Thursday, December 7, 2017

More about the Stewardship of Community

Like the previous theme we touched on, Stewardship of Creation, this theme of the Stewardship of Community permeates the Bible from start to finish. In the beginning, in the Garden of Eden, the only time God says something is NOT good -- in contrast to all the times God repeats the idea that something he's created is "good" -- is when God says in Genesis 2 that "it is not good for the man to be alone." God designed humans for community, and he creates it right there in the Garden. He created the man for community with himself, yes, but also for a human community and partnership. Then God delights, apparently, to come walking in the Garden in the cool of the day, partaking of and enjoying this community himself.

Later, when God chooses a man to deal with the brokenness introduced into his good creation by the destructive power of sin, he doesn't just choose an individual -- he chooses Abraham to be the father of a great nation. It is through the community of the nation descended from Abraham that God will do his ultimate work on behalf of the whole creation.

When God gives his law through Moses, he gives it into the relational context of the community of Israel, encamped at the foot of Mount Sinai in an orderly community centered in the tabernacle, the "tent of meeting" where God lived among his people. Many of the laws and sacrifices instituted there deal with keeping people in proper relationship with each other.

And when Jesus "pitched his tent" (the literal meaning of John 1:14) among us, he immediately surrounded himself with a community of men and women who would form the nucleus of his ongoing movement after his resurrection. The book of Acts is laser focused on the life and growth of this community. Most of Paul's letters deal very clearly with the stewardship of the community centered in Jesus Christ. At the end of the Bible, the book of Revelation envisions people from "every tribe and tongue, every race and nation" gathered around the throne of God and of the Lamb -- and the book ends with the city of God coming down out of heaven, the place where God will dwell with his people, in the heart of their community.
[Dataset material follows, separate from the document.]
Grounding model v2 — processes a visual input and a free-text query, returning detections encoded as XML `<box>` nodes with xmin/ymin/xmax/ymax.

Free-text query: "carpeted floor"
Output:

The Stewardship of Community is one of the great tasks of the church. Yet so many churches assume the existence of and the health of the community. There's little intentionality about it. You have some churches that allow you to be completely anonymous, and others that are like the bar on "Cheers," where everybody knows your name. And neither option is necessarily healthy. Most churches think they're incredibly friendly, but most unchurched visitors never return precisely because they don't feel welcome. Professional church leaders are often run off their feet pursuing the care of physical, emotional, and spiritual needs in their flock -- when those needs, biblically speaking, belong not to the professional pastors but rather to the whole community, the whole body.

It's an amazing exercise to read the Bible looking for guidelines of how to build a community. Themes like leadership development, conflict resolution, self-giving love, and development and use of diverse gifts fairly leap off the pages when you start to look for them.

Trouble is, the life of the community is where things start to get really messy. This is where letting go of offenses and forgiving others comes into play. This is where learning to live as imperfect people who hurt and damage one another becomes an issue. This is where letting go of my own agendas and putting my neighbor's needs first really matters. And none of us enjoys those sacrifices and disciplines, at least not at first. Living in community, tending the community, is an ongoing challenge that takes a lot of work and a lot of intentionality. But if we're going to build the church the way Jesus talked about it, the way the Bible describes it, we have to pay attention to the Stewardship of Community.